En vez de responder, Alec se lanzó hacia la derecha, en dirección a la enorme plataforma giratoria de aterrizaje del Berg. Aliviado de que su amigo hubiera retomado el mando, salió volando tras él.

Atravesaron la oscuridad a una velocidad temeraria. Para no desorientarse, Mark deslizaba la mano por la pared, pero sabía que si se topaba con algo en el piso, estaría perdido. Al pasar por la sala de generadores, la desfalleciente luz roja de la bombilla les brindó un breve descanso a la ininterrumpida boca de lobo por la que venían, y el zumbido de las máquinas los acompañó como el susurro de un enjambre de abejas. Tanto el destello como el ruido se apagaron apenas siguieron de largo. En ese momento, percibió algo que casi lo hizo detenerse: los sonidos de las personas que los perseguían habían cesado por completo, como si nunca hubieran logrado subir las escaleras.

—Alec —murmuró, pero apenas consiguió oír su propia voz entre el ruido de los jadeos y de las pisadas. Entonces lo repitió un poco más fuerte.

Su amigo se detuvo y Mark continuó unos pasos más hasta que logró frenar. Tratando de recuperar el aliento, caminó hacia él, deseando desesperadamente un poco de luz.

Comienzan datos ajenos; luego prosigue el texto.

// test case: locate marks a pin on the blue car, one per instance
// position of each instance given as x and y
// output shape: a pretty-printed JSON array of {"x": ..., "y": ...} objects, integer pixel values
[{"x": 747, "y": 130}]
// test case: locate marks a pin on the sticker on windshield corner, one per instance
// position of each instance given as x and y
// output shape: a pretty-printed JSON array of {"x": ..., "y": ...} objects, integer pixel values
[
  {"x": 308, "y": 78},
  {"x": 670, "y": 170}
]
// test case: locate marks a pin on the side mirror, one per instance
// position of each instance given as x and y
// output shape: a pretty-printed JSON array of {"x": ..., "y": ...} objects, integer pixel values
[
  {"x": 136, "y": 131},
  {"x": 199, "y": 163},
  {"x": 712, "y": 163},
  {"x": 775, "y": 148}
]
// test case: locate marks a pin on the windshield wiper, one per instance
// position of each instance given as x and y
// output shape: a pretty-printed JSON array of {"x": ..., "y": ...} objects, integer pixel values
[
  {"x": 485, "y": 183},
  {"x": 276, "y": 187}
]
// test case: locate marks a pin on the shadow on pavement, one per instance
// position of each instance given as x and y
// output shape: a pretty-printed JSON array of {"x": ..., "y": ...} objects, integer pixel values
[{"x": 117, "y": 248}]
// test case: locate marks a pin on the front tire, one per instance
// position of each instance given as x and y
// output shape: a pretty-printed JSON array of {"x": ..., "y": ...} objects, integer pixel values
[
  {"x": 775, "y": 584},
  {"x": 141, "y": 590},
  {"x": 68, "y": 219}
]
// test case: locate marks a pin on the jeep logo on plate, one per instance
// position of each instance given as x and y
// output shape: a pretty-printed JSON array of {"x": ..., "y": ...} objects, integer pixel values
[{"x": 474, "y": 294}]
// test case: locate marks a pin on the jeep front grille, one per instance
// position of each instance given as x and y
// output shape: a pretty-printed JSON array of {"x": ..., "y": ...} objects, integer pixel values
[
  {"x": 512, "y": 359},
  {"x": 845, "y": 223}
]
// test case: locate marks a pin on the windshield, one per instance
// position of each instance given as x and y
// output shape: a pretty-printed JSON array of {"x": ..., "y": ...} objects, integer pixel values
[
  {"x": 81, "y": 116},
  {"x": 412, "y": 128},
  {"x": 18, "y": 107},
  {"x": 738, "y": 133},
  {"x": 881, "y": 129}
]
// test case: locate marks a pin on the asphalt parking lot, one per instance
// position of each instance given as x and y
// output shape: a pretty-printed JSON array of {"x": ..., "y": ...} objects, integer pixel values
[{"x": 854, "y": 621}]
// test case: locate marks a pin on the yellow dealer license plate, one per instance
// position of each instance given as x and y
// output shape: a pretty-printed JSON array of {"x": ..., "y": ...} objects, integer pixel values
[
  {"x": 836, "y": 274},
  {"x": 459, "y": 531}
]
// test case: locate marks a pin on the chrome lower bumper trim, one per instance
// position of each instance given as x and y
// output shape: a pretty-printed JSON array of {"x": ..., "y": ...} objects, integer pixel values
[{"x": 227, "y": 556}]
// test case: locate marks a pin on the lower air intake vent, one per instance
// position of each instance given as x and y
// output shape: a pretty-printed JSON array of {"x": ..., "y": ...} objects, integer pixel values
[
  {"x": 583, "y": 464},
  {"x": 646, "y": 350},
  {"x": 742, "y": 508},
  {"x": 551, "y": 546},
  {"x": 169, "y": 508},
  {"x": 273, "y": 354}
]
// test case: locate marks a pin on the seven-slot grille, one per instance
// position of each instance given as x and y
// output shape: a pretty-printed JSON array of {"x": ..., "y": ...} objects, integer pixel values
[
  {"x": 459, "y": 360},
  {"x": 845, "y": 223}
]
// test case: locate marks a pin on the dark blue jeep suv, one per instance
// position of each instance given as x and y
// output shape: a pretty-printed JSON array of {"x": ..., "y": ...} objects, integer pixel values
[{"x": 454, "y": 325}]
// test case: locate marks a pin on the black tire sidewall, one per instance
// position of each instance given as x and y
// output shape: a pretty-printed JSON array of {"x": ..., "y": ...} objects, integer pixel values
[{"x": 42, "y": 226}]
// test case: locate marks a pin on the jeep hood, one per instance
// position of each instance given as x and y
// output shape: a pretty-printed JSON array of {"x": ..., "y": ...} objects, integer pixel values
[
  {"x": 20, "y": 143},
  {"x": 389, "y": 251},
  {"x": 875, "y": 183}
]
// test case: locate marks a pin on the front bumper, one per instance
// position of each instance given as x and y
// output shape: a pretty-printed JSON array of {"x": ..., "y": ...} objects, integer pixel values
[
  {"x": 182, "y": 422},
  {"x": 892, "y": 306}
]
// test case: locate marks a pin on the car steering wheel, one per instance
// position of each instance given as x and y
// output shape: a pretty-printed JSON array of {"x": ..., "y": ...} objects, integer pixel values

—¿Por qué dejaron de perseguirnos? —se preguntó en voz alta.

—No lo sé. Pero deberíamos continuar —señaló tanteando las paredes del corredor—. Tú ve por la derecha y yo me mantendré a la izquierda. Tal vez existe alguna otra salida que ignoramos.

Mark comenzó a investigar. Las paredes eran frías al tacto. Recordó la puerta de antes, con el tenue rectángulo de luz, pero ahora no había ni rastros de ella. Era enloquecedor estar en semejante oscuridad y lo inquietaba mucho no saber qué había ocurrido con sus perseguidores.

Toda la situación le resultaba muy rara.

Alcanzaron el extremo del pasillo, donde la compuerta redonda los condujo otra vez hacia la cámara debajo de la plataforma de aterrizaje del Berg. Oyó que Alec cruzaba la abertura y volvía a aparecer.

—Ahí tampoco se ve nada.

—No hay otro lugar adonde ir —repuso Mark—, entremos y cerremos esa puerta hasta que decidamos qué hacer. Quizá podamos…

Con una señal de silencio, Alec le cortó la frase.

—¿Oíste eso? —susurró.

La sola pregunta lo hizo estremecer. Se quedó inmóvil y contuvo la respiración. Al principio, no escuchó nada. Unos segundos después, percibió un murmullo débil pero persistente que se acercaba por el pasillo. Lo que resultaba extraño era que el sonido parecía estar jugando con ellos: primero se escuchaba cerca y luego se alejaba. De pronto, lo asaltó la sensación de que no estaban solos.

El terror tensó sus nervios. Creyendo que era la única salvación, se movió para sujetar a Alec y empujarlo a través de la abertura. Meterse allí adentro, cerrar esa puerta y darle un giro al volante le pareció lo más indicado. Pero apenas había dado un paso adelante, cuando sonó un clic seguido del haz de luz cegador de una linterna que apuntaba directamente sobre ellos dos. El que la sostenía se encontraba a unos pocos metros de distancia.

—Todavía no les hemos dicho que podían marcharse —dijo una mujer.